Dear Portland Area Rethinking Schools friends,

This April, I'll be teaching a class at Lewis and Clark College on writing role plays: Rehearsing for Justice: Developing Role Plays for the Classroom, http://www.lclark.edu/dept/ccps/rehearsing.html. Please consider enrolling in the class and/or passing this along to colleagues you think might appreciate knowing about it. We'll be exploring all kinds of role plays -- "tea parties," simulations, improvisations, single- and multi-group role plays, trials -- and dissecting what makes a good one and then working on developing one of our own. The class will meet four Saturday mornings, April 4-April 25. New teachers, veteran teachers -- everyone welcome.

If you have questions or want to talk further, please email me at bbpdx@aol.com, and I'll get back to you. Details from the catalog description below.

Best, Bill

Bill Bigelow
Rethinking Schools
www.rethinkingschools.org

Rehearsing for Justice: Developing Role Plays for the Classroom

Course Description:

Role plays help bring the curriculum to life for students.

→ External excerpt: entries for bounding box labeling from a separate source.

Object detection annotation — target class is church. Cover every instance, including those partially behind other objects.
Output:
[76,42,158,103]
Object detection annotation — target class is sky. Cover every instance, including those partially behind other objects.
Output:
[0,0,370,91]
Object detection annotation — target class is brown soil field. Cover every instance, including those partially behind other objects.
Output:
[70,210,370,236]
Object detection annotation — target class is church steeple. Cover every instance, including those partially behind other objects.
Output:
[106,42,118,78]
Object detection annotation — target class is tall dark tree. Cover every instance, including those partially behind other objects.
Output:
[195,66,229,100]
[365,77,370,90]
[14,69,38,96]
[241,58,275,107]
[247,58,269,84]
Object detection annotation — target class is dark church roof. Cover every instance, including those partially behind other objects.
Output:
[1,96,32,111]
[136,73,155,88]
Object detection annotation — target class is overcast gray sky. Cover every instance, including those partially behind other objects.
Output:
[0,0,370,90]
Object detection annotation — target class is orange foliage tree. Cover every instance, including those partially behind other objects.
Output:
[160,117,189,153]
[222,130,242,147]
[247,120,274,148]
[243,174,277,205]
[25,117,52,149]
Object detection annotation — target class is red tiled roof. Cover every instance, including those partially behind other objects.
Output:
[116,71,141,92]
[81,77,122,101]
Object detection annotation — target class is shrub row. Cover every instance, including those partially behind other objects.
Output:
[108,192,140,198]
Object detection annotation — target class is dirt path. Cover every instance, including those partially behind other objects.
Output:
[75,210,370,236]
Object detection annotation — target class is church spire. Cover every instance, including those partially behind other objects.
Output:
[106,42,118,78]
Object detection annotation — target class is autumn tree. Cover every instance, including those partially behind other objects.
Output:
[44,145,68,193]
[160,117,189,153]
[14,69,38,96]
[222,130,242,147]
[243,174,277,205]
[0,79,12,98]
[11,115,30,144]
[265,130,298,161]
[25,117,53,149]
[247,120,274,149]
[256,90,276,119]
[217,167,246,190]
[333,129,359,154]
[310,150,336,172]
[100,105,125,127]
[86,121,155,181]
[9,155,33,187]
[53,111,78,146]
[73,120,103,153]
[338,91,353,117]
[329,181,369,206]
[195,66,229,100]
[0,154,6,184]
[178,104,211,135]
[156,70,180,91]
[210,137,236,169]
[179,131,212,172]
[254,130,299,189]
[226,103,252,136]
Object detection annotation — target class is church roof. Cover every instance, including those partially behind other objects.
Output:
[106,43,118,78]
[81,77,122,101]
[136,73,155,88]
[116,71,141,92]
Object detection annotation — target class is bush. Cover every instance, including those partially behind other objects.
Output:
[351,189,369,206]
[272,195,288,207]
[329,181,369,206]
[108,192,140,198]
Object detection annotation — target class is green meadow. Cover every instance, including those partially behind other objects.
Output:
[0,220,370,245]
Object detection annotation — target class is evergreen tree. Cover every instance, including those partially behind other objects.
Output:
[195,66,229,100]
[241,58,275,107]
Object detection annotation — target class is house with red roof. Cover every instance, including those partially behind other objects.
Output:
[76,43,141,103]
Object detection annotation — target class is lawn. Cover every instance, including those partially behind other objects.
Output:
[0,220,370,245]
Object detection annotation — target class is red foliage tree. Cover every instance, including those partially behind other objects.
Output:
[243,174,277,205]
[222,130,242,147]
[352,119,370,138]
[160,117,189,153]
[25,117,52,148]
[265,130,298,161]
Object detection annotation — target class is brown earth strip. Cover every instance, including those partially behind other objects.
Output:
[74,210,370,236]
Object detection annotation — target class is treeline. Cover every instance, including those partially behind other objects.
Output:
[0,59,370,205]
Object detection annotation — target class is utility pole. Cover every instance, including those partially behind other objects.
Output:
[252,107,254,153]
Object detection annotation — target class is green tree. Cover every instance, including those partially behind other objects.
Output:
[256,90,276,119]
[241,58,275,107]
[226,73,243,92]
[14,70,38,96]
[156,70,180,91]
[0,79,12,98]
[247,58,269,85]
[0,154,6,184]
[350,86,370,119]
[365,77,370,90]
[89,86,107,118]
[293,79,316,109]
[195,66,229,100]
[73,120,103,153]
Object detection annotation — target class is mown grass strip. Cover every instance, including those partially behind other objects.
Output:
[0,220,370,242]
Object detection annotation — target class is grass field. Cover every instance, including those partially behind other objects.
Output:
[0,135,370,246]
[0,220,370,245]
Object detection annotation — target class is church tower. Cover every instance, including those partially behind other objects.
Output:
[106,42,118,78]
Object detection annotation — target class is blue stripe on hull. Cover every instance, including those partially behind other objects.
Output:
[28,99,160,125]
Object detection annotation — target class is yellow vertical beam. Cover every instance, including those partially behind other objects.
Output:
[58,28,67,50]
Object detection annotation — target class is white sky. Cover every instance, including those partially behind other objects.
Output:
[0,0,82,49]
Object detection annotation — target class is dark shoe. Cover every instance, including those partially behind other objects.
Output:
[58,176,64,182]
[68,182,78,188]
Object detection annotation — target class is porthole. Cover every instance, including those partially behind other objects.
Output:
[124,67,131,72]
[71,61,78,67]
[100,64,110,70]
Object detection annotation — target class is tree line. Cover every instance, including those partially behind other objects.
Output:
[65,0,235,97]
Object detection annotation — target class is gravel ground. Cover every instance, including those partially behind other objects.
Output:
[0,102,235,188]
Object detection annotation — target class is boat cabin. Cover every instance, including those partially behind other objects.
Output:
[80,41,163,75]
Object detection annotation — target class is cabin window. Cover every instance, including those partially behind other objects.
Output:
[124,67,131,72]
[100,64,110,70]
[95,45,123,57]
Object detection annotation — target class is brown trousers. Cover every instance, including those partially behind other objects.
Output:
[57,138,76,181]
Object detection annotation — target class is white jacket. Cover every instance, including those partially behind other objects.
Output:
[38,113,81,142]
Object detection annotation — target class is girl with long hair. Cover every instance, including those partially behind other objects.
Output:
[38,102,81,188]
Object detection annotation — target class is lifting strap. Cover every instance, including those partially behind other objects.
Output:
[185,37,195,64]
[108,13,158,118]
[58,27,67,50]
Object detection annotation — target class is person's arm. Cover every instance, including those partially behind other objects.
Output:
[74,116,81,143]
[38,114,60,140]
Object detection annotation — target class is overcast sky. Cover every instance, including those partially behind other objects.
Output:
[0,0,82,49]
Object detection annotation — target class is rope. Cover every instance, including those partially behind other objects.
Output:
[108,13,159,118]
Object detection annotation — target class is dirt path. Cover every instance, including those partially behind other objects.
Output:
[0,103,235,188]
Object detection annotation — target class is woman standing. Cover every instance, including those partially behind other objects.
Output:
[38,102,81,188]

They engage, they challenge, they pose questions. Role plays can help students learn about social dynamics from the inside, through exercising their "empathic imaginations." They can help students come to see the world not as something that simply happened, but as something that is made by human beings. Role plays can help us develop a curriculum of choices, that suggests to students that their decisions and actions matter. Role plays are also a more democratic pedagogy because they can simultaneously challenge those students traditionally regarded as "high achievers" as well as those labeled "slow learners."

In this class we will explore a variety of role plays: "tea parties," simulations, improvisations, and multiple-group role plays. We will evaluate the way in which different role plays lend themselves to different subjects and different insights about society. A key component of the course will be participants developing and writing their own role plays. The course would be appropriate for teachers at any point in their career. Although the instructor is a social studies teacher, the class would be valuable for any teacher hoping to incorporate role play into one's curriculum.